SimRFlow is a high-throughput physiologically based pharmacokinetic (PBPK) modelling tool which uses Certara's Simcyp® simulator. The workflow is comprised of three main modules: 1) a Data Collection module for automated curation of physicochemical (from ChEMBL and the Norman Suspect List databases) and experimental data (i.e.: clearance, plasma-protein binding, and blood-to-plasma ratio, from httk-R package databases), 2) a Simulation module which activates the Simcyp® simulator and runs Monte Carlo simulations on virtual subjects using the curated data, and 3) a Data Visualisation module for understanding the simulated compound-specific profiles and predictions. SimRFlow has three administration routes (oral, intravenous, dermal) and allows users to change some simulation parameters including the number of subjects, simulation duration, and dosing. Users are only expected to provide a file of the compounds they wish to simulate, and in return the workflow provides summary statistics, concentration-time profiles of various tissue types, and a database file (containing in-depth results) for each simulated compound.

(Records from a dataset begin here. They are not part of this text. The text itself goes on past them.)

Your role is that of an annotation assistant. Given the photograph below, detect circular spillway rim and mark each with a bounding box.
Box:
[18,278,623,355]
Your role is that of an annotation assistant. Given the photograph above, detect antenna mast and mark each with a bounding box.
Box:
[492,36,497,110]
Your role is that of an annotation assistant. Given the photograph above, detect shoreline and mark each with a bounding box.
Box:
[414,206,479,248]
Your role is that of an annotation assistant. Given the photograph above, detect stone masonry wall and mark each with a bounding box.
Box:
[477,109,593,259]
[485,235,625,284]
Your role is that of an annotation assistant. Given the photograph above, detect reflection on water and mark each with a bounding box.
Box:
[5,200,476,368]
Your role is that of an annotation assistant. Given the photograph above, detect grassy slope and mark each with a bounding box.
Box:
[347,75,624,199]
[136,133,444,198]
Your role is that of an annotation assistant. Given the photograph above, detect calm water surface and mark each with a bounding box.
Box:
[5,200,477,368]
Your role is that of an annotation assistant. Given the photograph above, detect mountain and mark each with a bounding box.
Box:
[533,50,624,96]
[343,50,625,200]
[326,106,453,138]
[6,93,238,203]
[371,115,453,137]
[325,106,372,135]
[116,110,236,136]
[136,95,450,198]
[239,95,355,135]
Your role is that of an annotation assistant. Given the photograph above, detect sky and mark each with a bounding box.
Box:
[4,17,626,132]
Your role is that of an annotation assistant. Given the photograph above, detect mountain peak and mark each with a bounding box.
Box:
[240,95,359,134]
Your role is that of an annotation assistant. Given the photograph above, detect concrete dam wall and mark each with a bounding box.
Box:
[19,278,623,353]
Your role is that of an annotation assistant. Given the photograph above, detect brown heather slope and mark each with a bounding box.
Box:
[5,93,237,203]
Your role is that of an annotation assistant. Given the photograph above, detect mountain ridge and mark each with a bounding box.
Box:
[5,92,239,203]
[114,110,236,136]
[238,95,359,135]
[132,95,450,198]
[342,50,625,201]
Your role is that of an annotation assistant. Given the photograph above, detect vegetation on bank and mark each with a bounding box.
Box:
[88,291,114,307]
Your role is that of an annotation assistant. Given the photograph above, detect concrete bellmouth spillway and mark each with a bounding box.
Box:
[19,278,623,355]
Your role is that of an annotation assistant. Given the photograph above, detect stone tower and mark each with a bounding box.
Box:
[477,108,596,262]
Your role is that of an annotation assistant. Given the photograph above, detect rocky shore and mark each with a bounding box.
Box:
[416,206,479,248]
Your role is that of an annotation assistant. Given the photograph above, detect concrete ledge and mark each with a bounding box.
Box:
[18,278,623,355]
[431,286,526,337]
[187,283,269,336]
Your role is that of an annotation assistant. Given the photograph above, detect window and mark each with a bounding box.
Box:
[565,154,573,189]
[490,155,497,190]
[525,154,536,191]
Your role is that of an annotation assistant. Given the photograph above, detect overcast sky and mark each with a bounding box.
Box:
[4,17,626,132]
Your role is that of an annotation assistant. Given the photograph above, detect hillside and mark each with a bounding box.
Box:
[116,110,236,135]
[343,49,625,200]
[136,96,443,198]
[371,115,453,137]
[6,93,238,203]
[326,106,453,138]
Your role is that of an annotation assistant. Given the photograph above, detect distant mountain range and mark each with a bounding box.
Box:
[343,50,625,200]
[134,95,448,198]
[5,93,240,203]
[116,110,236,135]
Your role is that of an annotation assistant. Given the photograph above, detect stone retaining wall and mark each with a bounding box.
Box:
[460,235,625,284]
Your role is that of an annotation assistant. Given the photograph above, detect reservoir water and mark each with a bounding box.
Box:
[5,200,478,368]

This is presented within a guided and easy-to-use R Shiny interface which provides many plotting options for the visualisation of concentration-time profiles, parameter distributions, trends between the different parameters, as well as comparison of predicted parameters across all batch-simulated compounds. The in-built R functions can be assembled in user-customised scripts which allows for the modification of the workflow for different purposes. SimRFlow proves to be a time-efficient tool for simulating a large number of compounds without any manual curation of physicochemical or experimental data necessary to run Simcyp® simulations.